It's been a year and a half since my last post so it's reasonable to assume that not a single person will read this. But just in case, I thought I'd give a little update as we wait in Labor and Delivery Room 3 for the arrival of our second child. We got here at 9 pm last night and got settled in, and as of the last check about 30 minutes ago, Em was dilated to 6cm. Em's parents and sister are here and Abbott is at school. We are gonna get her early so she can be here to experience the excitement. She has been so excited about becoming a big sister and we've tried to talk to her about all this as much as possible. I think she understands that there is a baby in Mommy's tummy and that today it is coming out, but I don't know if she understands that it is permanent! We'll find out soon enough.
Many of you know that the last 2 years have been rocky for us. But we believe that God has allowed us to endure some of the things we have in order that we would draw closer to Him by having faith that our circumstances do not define us. I don't know that this is something many people can understand outside of a relationship with Christ and an understanding of the gospel. We belong to a church family that has Christ-centered community at its heart and we have experienced it first hand. Em has been on bed rest/house arrest since the beginning of July and we have had dinner provided for us literally almost every night since then. From transportation to baby-sitting, we have not had to worry about arrangements for Abbott one time.
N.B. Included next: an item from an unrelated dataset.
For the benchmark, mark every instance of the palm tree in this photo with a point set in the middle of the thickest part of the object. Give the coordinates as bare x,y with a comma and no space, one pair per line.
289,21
The amount of phone calls, texts, emails, and prayers in the past weeks, months, and particularly the last 24 hours, not to mention the amount of love, support, and prayer through two miscarriages and an ectopic pregnancy is hard to explain and absolutely overwhelming. And honestly, I don't know how we would have done it on our own.
If our circumstances determine who we are, much less the reality of a loving God, then where do we put our hope when things go bad, as they so often do? We have been richly blessed in so many ways, even through strife. And here we are with our second daughter moments away from being born. Our hope and prayer is that through our sufferings and our rejoicing, our good times and bad, and our stumblings and strivings, we will love, serve, and do life with others by faith and in hope of things to come. If you read this, thanks for taking the time. We love you all and are thankful for all of you. We'll keep you updated when Hannah gets here.